In 1870 Laura Petersen had sent Ibsen a sequel she had written to his play Brand, called Brand’s Daughters, and Ibsen immediately took an interest in the pretty, vivacious girl, nicknaming her “the lark.” He invited her to his home, and for two months in the summer of 1872, she visited him constantly. Then she married Victor Kieler, and gave birth to several children. Years later Laura claimed Ibsen had first used the term “a doll’s house” in reference to her marriage.
But Laura, like Nora, could not remain a doll. Victor Kieler developed tuberculosis, and his doctors warned Laura that he would die unless he moved to a warmer climate for a while. Without her husband’s knowledge, Laura took out a loan to pay for a trip to Italy. The trip cured Victor’s illness, but Laura found herself unable to comply with her creditors’ demands for repayment.

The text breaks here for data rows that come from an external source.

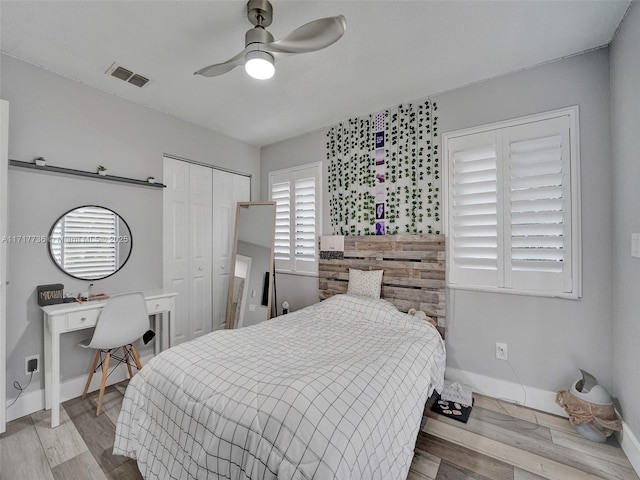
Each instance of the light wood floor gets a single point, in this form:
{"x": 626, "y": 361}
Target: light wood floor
{"x": 496, "y": 444}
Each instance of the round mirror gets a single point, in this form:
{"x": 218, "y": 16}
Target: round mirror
{"x": 90, "y": 242}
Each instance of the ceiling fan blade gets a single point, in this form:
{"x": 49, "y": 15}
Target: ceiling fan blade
{"x": 310, "y": 37}
{"x": 224, "y": 67}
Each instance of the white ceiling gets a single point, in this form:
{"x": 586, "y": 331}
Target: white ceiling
{"x": 393, "y": 51}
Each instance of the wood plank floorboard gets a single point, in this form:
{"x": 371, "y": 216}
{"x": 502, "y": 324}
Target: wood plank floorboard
{"x": 501, "y": 441}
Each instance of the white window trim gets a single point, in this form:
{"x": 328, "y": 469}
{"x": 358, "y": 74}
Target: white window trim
{"x": 319, "y": 202}
{"x": 576, "y": 237}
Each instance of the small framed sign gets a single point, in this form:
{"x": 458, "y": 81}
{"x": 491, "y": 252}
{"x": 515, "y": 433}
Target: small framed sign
{"x": 50, "y": 294}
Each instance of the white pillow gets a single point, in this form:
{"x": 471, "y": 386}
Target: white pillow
{"x": 365, "y": 283}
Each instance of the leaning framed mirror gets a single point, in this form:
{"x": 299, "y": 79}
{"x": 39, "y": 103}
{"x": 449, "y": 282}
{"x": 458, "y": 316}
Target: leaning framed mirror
{"x": 251, "y": 274}
{"x": 90, "y": 242}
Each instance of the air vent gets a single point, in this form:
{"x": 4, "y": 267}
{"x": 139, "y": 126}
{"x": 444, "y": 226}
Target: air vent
{"x": 127, "y": 75}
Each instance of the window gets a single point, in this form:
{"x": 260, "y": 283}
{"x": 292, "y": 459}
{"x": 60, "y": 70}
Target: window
{"x": 512, "y": 207}
{"x": 82, "y": 243}
{"x": 296, "y": 192}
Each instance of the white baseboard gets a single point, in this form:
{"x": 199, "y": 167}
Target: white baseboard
{"x": 630, "y": 445}
{"x": 543, "y": 400}
{"x": 33, "y": 401}
{"x": 536, "y": 398}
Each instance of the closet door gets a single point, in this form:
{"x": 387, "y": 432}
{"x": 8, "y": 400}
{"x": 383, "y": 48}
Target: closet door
{"x": 228, "y": 190}
{"x": 200, "y": 228}
{"x": 4, "y": 140}
{"x": 187, "y": 232}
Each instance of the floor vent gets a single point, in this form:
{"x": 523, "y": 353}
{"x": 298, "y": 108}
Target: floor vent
{"x": 127, "y": 75}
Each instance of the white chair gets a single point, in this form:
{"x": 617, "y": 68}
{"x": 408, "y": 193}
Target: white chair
{"x": 123, "y": 320}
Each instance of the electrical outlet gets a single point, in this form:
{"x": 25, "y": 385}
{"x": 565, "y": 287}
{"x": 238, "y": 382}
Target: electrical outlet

Laura was afraid to inform Victor, who exploded over mere household expenses, that she owed a large sum of money. So she sent Ibsen’s wife a novel she had penned hastily and a letter begging her to persuade Ibsen to have it published. Ibsen refused, insisting that the book was a rush job and inferior to Laura’s previous writings. He wrote to Laura, advising her to tell Victor the truth. Instead Laura tried to get the money she needed by forging a check. But the bank detected her forgery, so she finally had to tell her husband the whole story of the secret debt she had incurred to save his life.
Instead of helping Laura settle the matter, Victor treated her like a criminal and decided she was an unfit wife and mother. When this caused Laura to have a nervous breakdown, he had her committed to a mental hospital and obtained a legal separation from her so that he could remove their children from her care. Laura was released from the asylum after a month. She eventually got back together with Victor despite his cruel betrayal. However, Victor did not allow Laura to see her children for another two years. It was during Laura Kieler’s confinement in an insane asylum that Ibsen began to write the play.
While writing A Doll’s House, Ibsen told his wife he could actually feel Nora’s presence in the room; and that he could sometimes see her and described her blue woolen dress. He said her real name was “Eleanora,” but that she had been called Nora since childhood.
Laura Petersen Kieler returned to her husband and children in Denmark and continued to write novels about her homeland until her death, and tried all her life to escape the identification of being the inspiration for Ibsen’s Nora in A Doll’s House.